ANDRÉ: Yes, Jonathan is also a great fan of Davies, and we were discussing The Deep Blue Sea.
-
9
Jean Renoir
The Rules of the Game
WALLY: When people have asked me suddenly, “What is your favorite film?” I have sometimes said “Contempt by Godard,” also in the Criterion Collection, and sometimes I’ve said “The Rules of the Game (La règle du jeu) by Jean Renoir.” There are a couple of more recent films that seem to sometimes be my answer to that question, but those two have stayed on my “perhaps my very favorite” list for a long time. I first saw The Rules of the Game around fifty years ago, and I saw it again quite recently. Apparently I’m the same person I used to be, because I still felt that everything in the world is in that film, and I’m inside of it myself somehow. By the way, another French film that made an enormous impression on me was À nos amours by Maurice Pialat.
ANDRÉ: I never saw it.
WALLY: Really? I can’t believe there’s a film I saw that you haven’t seen.
ANDRÉ: Well, a lot of films have been made over the years. When I look at this catalog, I want to put a bathtub on wheels, roll it over to the Criterion offices, and steal (I mean borrow) every single one.
-
Andrei Tarkovsky
Andrei Rublev
WALLY: I have possibly spent more hours in a state of pure enjoyment watching Eric Rohmer’s films year after year than I have spent watching the films of any other filmmaker, though Claude Chabrol or Woody Allen might win the competition if I could recall my whole life and accurately tally the hours. Rohmer had the light touch to filmmaking. There’s a subtle, delicate sensuality to his films. He seems to show us his characters and their lives so completely, but it seems effortless.
ANDRÉ: When I once asked Louis what really led him to make My Dinner with André and Vanya on 42nd Street, he replied, “I’ve always loved the talkies,” and so, yes, we come to Eric Rohmer, whose films I’ve also adored for so many hours over the years. I’ve seen each of them so many times that I can no longer remember which one is which. In my mind, it’s one big, sumptuous chocolate soufflé. And how deceptive the utter seeming simplicity of it all. So yes, it’s so refreshing to return once again, perhaps for the last time, though I hope not, to “the talkies.” But if I were to tally the many, many hours I’ve spent watching the work of one filmmaker—well—I have to end with a few words about the king of kings, not the DeMille movie but my favorite of all filmmakers, Andrei Tarkovsky, and his film Andrei Rublev.
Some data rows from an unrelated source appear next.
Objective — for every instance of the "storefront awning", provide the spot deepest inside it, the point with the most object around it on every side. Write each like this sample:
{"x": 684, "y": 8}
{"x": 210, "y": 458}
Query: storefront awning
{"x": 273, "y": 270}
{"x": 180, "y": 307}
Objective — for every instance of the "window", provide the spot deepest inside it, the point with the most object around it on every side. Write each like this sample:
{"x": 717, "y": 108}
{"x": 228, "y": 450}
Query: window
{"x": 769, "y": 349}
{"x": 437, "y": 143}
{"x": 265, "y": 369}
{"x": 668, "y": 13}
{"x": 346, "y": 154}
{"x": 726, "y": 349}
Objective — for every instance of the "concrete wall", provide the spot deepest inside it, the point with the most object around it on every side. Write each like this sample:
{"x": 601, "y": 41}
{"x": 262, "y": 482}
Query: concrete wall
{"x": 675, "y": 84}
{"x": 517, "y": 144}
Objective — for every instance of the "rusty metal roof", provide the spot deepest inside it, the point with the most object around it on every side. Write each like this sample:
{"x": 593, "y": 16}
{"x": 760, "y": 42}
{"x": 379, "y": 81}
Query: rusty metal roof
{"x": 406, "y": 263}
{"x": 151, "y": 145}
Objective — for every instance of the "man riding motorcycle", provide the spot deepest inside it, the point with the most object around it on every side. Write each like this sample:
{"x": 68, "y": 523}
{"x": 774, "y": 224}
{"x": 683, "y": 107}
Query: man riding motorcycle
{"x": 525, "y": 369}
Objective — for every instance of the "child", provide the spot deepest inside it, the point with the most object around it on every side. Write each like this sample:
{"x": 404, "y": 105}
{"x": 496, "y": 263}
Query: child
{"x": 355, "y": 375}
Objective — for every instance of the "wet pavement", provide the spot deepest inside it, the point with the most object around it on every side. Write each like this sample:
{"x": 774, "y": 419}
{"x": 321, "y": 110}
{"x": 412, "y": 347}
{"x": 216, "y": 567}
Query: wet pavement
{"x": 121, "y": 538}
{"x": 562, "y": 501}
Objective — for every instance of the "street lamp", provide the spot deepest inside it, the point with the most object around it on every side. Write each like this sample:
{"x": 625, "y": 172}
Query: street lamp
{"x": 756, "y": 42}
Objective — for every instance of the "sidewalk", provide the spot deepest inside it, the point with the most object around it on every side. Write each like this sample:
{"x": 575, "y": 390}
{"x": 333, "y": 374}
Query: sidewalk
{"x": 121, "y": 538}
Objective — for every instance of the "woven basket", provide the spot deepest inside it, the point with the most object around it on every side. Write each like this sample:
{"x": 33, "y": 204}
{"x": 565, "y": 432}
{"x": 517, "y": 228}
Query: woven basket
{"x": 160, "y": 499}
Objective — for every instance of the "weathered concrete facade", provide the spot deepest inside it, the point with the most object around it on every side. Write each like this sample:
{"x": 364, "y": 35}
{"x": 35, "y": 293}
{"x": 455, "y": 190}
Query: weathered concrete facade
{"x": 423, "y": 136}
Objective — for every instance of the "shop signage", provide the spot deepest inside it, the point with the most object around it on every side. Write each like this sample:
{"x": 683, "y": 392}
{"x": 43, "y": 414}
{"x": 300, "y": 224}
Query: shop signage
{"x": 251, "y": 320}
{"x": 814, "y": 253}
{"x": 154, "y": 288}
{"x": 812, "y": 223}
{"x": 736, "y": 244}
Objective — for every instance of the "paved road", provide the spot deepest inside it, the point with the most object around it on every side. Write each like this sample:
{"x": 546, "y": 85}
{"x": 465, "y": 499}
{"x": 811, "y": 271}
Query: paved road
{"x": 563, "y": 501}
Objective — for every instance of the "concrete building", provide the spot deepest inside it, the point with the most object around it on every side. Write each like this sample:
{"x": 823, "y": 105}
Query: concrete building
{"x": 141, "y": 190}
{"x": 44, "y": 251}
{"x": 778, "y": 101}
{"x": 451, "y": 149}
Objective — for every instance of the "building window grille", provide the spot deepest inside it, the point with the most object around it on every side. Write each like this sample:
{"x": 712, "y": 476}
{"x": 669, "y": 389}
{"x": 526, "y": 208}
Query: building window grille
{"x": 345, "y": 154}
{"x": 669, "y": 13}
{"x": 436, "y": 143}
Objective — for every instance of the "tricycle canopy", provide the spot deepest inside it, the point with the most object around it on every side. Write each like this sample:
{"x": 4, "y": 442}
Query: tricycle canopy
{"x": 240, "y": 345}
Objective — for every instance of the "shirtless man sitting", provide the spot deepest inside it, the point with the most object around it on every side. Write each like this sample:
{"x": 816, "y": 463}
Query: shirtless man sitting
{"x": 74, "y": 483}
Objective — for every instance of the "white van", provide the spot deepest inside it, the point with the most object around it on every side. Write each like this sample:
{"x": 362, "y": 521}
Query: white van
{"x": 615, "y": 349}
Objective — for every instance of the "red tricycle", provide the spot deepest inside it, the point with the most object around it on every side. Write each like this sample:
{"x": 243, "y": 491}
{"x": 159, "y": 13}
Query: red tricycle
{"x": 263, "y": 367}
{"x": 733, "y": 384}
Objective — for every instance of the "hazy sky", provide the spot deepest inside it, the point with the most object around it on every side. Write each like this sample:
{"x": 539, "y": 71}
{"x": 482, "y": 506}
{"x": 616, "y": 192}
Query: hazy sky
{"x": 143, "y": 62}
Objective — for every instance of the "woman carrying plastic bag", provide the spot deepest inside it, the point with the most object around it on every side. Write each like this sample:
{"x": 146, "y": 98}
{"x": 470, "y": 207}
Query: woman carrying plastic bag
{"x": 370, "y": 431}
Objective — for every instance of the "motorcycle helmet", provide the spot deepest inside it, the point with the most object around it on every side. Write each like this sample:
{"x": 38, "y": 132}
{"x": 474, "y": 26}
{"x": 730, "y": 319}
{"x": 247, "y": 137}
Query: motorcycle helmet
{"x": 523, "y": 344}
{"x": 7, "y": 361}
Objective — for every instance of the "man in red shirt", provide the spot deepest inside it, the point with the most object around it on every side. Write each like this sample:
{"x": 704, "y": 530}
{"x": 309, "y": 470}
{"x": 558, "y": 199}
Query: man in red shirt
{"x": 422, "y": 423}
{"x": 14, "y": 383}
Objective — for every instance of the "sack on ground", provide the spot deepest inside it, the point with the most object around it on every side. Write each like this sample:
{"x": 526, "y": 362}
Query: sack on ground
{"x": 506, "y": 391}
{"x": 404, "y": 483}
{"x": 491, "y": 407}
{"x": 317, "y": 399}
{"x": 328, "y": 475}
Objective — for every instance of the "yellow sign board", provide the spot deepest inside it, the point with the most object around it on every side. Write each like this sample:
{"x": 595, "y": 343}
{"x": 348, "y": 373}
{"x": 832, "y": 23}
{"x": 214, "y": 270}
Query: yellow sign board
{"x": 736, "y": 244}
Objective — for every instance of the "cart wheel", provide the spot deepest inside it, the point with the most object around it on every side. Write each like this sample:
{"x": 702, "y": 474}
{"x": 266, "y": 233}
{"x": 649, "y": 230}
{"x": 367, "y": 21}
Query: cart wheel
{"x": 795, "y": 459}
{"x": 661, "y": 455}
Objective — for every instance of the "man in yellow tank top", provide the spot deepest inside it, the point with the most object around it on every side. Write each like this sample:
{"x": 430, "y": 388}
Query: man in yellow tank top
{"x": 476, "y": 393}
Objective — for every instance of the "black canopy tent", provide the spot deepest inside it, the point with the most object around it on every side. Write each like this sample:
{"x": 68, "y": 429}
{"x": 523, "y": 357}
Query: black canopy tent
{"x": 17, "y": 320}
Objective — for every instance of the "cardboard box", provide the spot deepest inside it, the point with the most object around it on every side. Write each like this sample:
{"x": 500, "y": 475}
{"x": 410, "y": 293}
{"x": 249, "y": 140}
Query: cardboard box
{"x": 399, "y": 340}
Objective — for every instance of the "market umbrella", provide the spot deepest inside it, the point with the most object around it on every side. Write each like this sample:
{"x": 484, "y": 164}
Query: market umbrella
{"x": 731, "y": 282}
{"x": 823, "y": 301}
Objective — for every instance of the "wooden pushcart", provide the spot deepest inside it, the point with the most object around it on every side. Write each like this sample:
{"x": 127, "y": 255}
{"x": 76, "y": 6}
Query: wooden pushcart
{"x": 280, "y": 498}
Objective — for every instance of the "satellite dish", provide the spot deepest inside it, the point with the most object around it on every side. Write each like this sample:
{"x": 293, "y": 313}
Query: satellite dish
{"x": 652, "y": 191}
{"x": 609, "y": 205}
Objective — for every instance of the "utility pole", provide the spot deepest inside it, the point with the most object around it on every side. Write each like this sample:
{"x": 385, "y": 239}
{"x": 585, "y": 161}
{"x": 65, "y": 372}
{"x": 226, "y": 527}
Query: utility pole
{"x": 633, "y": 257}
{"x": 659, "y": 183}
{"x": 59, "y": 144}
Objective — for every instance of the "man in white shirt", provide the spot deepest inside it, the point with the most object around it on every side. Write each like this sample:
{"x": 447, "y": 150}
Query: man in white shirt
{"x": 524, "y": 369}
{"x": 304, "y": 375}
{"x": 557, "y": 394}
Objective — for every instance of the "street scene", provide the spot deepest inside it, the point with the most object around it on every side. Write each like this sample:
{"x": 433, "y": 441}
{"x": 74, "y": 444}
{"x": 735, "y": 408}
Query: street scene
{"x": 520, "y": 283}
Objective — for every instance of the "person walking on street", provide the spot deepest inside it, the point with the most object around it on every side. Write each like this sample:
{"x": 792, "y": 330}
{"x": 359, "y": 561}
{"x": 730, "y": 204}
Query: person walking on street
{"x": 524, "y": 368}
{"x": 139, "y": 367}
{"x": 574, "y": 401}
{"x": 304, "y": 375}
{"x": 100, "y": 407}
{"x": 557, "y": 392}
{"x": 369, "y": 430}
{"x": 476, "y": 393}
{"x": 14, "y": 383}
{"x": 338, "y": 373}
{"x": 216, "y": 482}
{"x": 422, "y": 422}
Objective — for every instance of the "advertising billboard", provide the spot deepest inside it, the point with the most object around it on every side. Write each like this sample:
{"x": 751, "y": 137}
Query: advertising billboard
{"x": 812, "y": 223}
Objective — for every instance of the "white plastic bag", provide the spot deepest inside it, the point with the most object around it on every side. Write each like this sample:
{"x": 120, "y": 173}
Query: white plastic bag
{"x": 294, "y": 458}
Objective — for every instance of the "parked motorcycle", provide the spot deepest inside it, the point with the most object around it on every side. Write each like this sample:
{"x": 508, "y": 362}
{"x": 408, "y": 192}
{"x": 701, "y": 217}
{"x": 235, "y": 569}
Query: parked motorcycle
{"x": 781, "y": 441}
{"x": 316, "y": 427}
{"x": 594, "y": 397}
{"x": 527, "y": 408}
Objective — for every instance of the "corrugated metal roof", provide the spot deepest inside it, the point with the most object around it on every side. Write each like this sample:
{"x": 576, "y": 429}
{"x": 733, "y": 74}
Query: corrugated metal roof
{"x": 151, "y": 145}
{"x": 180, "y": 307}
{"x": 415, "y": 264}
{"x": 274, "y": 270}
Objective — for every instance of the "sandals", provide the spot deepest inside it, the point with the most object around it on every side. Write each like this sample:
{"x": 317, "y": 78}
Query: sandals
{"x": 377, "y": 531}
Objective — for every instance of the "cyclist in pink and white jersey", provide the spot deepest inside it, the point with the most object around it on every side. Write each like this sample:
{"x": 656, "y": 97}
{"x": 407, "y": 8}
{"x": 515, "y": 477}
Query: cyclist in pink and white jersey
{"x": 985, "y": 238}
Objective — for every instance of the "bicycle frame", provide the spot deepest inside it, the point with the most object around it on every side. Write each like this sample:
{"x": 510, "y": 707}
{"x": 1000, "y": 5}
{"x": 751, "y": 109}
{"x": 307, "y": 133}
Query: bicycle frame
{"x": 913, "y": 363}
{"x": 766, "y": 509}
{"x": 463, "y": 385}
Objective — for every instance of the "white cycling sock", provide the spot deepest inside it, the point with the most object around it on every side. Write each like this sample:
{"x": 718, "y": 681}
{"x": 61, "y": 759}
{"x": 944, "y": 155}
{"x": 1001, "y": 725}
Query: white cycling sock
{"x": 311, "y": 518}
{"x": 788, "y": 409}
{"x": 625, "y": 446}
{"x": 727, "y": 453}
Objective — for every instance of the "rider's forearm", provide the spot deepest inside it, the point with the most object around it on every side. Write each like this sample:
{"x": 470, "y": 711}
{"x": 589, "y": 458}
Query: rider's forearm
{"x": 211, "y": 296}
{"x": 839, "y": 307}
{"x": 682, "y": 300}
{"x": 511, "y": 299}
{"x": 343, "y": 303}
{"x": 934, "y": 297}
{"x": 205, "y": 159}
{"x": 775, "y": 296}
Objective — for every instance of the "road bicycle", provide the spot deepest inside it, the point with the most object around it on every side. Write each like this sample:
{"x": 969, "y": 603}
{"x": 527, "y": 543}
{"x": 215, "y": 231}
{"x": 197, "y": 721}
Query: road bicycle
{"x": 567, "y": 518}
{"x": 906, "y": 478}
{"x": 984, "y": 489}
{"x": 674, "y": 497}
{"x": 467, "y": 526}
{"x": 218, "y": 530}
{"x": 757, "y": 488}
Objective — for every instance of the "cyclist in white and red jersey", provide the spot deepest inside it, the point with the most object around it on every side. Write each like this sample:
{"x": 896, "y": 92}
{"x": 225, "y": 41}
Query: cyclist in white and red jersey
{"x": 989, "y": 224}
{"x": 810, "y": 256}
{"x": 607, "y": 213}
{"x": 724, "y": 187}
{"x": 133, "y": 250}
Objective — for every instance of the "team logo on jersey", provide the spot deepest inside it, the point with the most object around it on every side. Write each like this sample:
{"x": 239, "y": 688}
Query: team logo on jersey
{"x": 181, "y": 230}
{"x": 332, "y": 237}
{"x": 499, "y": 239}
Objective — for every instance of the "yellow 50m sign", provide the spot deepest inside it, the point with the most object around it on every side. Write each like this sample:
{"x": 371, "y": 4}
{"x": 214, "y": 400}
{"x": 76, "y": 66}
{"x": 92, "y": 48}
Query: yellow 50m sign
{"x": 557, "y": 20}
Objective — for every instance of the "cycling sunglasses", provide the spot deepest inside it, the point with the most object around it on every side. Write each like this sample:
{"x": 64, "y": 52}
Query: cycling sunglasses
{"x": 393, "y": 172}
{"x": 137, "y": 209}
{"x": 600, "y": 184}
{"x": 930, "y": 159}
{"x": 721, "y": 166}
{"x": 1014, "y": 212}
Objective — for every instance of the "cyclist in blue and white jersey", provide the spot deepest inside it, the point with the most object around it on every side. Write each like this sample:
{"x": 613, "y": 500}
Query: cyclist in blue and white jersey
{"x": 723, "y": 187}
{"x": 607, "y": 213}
This is a staggering, panoramic, epic masterpiece. If I could only have one film on a desert island, this would be it. It is mysterious, poetic, musical, thrilling, ultimately enigmatic, and deeply spiritual. Something wonderful about perusing the Criterion catalog is to realize how many extraordinary directors there have been in cinema—including so many we haven’t mentioned, such as Kurosawa, Antonioni, John Cassavetes, Stanley Kubrick, and on and on and on—but for me, the Michelangelo who towers above them all, one of the great, great artists of the twentieth century, is that unique poet of the art of pure cinema, Tarkovsky. And to truly appreciate him—well—watch his work over and over and over again.